Mi hermana dejó caer las llaves sobre la mesa.

—Perfecto. Quédense con todo.

Pero la abuela señaló la tercera llave.

—Todavía falta explicar esa.

Mi hermana palideció.

La llave pertenecía al pequeño despacho donde la abuela guardaba documentos financieros.

A la mañana siguiente cambiamos todas las cerraduras.

Después revisamos el despacho.

Faltaban varios documentos.

La abuela llamó a su abogado.

Lo que descubrió fue peor de lo esperado: mi hermana llevaba meses intentando utilizar información privada de la abuela para presentarse ante terceros como si administrara sus asuntos.

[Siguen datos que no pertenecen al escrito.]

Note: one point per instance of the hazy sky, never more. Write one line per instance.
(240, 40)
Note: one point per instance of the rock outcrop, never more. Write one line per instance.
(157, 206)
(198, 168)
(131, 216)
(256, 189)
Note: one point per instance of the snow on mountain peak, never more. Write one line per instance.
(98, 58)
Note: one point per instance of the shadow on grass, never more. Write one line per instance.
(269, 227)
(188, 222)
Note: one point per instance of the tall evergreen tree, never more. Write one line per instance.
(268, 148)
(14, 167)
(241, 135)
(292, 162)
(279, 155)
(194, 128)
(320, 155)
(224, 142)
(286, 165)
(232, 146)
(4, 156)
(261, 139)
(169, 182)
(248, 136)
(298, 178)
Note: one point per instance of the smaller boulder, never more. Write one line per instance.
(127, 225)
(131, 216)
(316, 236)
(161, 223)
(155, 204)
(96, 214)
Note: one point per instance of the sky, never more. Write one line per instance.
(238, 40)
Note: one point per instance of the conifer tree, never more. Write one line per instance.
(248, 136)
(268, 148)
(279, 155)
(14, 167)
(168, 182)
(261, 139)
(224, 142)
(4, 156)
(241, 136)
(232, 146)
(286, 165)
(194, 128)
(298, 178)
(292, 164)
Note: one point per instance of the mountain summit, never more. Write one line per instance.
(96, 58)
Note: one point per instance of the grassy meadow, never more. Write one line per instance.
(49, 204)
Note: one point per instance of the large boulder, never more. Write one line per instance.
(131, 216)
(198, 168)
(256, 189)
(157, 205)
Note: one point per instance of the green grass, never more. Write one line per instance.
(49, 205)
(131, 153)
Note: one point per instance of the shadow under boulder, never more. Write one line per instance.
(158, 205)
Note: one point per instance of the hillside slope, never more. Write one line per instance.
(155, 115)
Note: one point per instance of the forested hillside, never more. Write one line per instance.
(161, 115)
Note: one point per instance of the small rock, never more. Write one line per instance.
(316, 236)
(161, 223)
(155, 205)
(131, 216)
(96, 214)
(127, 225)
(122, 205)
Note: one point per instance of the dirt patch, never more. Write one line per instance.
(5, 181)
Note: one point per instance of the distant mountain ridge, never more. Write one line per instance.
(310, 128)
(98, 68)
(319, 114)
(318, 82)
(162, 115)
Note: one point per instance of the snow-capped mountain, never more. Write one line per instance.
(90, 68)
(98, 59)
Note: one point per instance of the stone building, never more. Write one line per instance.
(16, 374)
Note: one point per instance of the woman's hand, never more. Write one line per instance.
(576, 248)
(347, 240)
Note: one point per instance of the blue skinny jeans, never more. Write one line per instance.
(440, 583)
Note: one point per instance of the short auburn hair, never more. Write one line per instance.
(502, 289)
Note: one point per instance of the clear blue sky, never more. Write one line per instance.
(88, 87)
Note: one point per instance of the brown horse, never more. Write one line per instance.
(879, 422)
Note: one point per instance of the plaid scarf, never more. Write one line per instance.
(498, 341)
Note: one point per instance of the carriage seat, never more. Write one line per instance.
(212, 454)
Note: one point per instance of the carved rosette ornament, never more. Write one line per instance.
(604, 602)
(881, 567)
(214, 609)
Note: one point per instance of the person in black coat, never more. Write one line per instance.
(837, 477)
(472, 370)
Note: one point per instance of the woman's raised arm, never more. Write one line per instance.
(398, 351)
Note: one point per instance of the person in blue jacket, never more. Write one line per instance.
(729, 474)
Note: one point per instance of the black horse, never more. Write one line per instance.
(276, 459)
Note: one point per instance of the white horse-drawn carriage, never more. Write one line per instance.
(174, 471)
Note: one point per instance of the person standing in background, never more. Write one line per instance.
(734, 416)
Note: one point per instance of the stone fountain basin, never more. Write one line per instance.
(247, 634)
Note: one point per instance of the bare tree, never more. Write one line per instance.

Cuando la confrontaron, intentó justificarse.

—¡Soy familia!

La abuela respondió:

—Precisamente. Por eso confié en ti.

Luego modificó sus autorizaciones, recuperó la casa de huéspedes y dejó claro que mi hermana ya no podía actuar en su nombre.

Pero hizo algo más.

Durante la siguiente reunión familiar pidió una fotografía.

Mi hermana permaneció apartada.

La abuela tomó a mi hijo de la mano y lo colocó junto a ella.

—Ahora sí —dijo al fotógrafo—. Está toda mi familia.

Mi hijo la miró sorprendido.

—¿De verdad pertenezco aquí?

La abuela acomodó aquella corona de papel sobre su propia cabeza.

—La sangre te da parientes. Lo que haces por los demás demuestra quién es familia.

Y aquella vez, cuando tomaron la fotografía, nadie volvió a pedirle que saliera del encuadre.